When software or firmware gains control over the Software-Firmware Synchronization Register, it
checks if a certain resource is owned by the other (the bit is set). If not, it might set its bits for that
resource, taking ownership of the resource. The same process (claiming the semaphore and accessing
the Software-Firmware Synchronization Register) is done when a resource is freed up.
The following example shows how software can use this mechanism to own a resource (firmware
accesses are done in an analogous manner):
1. Software takes control over the software/firmware semaphore
a. Software writes a 1b to the SWESMBI bit in the Software Semaphore Register (SWSM)
b. Software then reads the SWESMBI. If set, software owns the semaphore. If cleared, this is an
indication that firmware currently owns the semaphore. Software should retry the previous step
after some delay.
2. Software reads the Software-Firmware Synchronization Register (SW_FW_SYNC) and checks the
firmware bit in the pair of bits that control the resource is requests to own.
a. If the bit is cleared (firmware does not own the resource), software sets the software bit in the
pair of bits that control the resource is requests to own.
b. If the bit is set (firmware owns the resource), go to step 4.
3. Software releases the software/firmware semaphore by clearing the SWESMBI bit in the Software
Semaphore Register (SWSM).
4. Software did not succeed in owning the resource (continued from step 2b) - software repeats the
process after some delay.
The following example shows how software can use this mechanism to release a resource (firmware
accesses are done in an analogous manner):
1. Software takes control over the software/firmware semaphore
a. Software writes a 1b to the SWESMBI bit in the Software Semaphore Register (SWSM).

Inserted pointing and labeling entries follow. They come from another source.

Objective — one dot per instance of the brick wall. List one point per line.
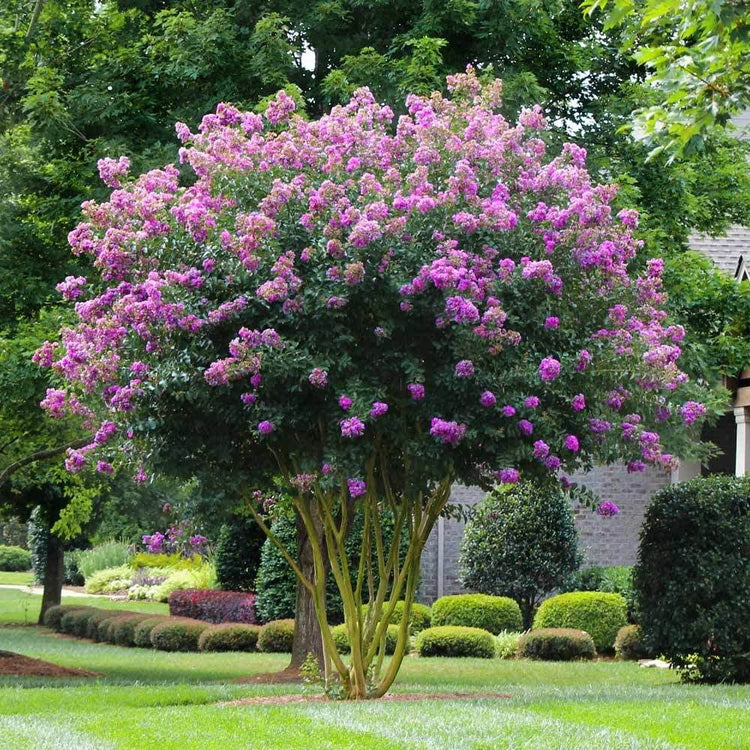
(603, 541)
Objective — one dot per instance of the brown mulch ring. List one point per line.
(24, 666)
(280, 700)
(285, 677)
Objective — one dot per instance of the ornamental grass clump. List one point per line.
(493, 613)
(355, 309)
(556, 644)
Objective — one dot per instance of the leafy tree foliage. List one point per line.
(522, 543)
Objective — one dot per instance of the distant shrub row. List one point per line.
(167, 633)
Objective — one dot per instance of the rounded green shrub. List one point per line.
(692, 578)
(454, 640)
(341, 639)
(229, 636)
(178, 635)
(276, 637)
(556, 644)
(14, 558)
(123, 629)
(521, 542)
(419, 618)
(629, 645)
(54, 615)
(493, 613)
(103, 628)
(93, 620)
(598, 614)
(142, 631)
(75, 622)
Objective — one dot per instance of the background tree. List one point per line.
(697, 55)
(522, 543)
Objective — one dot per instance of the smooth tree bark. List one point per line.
(307, 636)
(54, 574)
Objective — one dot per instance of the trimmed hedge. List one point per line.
(629, 645)
(493, 613)
(178, 635)
(55, 613)
(556, 644)
(454, 640)
(276, 637)
(600, 615)
(142, 631)
(103, 628)
(419, 618)
(341, 639)
(692, 578)
(75, 622)
(123, 629)
(213, 606)
(229, 637)
(93, 620)
(14, 558)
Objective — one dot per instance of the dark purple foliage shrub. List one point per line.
(213, 606)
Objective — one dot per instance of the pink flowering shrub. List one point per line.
(373, 295)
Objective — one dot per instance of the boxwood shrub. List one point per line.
(229, 637)
(103, 628)
(14, 558)
(493, 613)
(93, 620)
(276, 636)
(75, 622)
(123, 629)
(456, 640)
(175, 634)
(629, 645)
(142, 631)
(341, 638)
(556, 644)
(692, 578)
(600, 615)
(55, 613)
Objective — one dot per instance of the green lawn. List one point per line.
(153, 699)
(24, 578)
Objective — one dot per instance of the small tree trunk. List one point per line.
(307, 637)
(54, 574)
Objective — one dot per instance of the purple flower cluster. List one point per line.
(450, 433)
(352, 427)
(549, 369)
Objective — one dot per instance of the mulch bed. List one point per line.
(24, 666)
(280, 700)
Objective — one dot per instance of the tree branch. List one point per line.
(41, 456)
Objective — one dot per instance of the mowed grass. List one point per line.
(148, 698)
(22, 608)
(22, 578)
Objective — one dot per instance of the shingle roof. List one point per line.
(725, 251)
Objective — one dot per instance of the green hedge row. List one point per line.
(167, 633)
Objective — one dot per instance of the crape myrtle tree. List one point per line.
(362, 310)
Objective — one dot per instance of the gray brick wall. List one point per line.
(603, 541)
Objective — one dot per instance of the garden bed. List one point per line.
(24, 666)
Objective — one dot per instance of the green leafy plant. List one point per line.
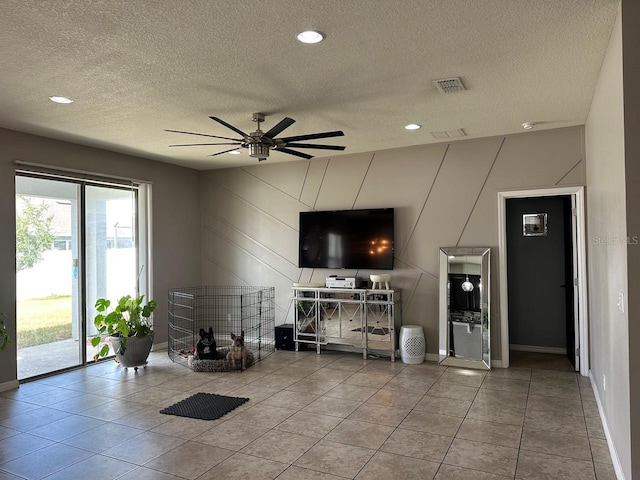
(128, 318)
(34, 233)
(4, 334)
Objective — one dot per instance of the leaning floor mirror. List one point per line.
(464, 307)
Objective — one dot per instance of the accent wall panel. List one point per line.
(260, 195)
(342, 181)
(313, 181)
(457, 186)
(444, 194)
(398, 178)
(287, 177)
(250, 220)
(537, 160)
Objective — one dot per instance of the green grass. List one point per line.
(43, 320)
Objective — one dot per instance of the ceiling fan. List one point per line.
(260, 143)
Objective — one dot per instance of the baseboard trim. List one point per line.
(537, 349)
(617, 466)
(9, 385)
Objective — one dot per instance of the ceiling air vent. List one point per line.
(449, 85)
(449, 134)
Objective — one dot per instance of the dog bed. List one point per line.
(221, 364)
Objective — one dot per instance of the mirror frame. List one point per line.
(485, 312)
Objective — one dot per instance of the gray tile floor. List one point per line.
(321, 417)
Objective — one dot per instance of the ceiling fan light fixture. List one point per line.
(59, 99)
(258, 150)
(310, 36)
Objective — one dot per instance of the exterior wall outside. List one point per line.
(175, 222)
(443, 195)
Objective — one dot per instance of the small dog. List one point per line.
(237, 351)
(206, 346)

b. Software then reads the SWESMBI bit. If set, software owns the semaphore. If cleared, this is
an indication that firmware currently owns the semaphore. software should retry the previous
step after some delay.
2. Software writes a 0b to the software bit in the pair of bits that control the resource is requests to
release.
3. Software releases the software/firmware semaphore by clearing the SWESMBI bit in the Software
Semaphore Register (SWSM).
4. Software waits some delay before attempting to control the semaphore again
Note: There are distinct bits for each PHY port.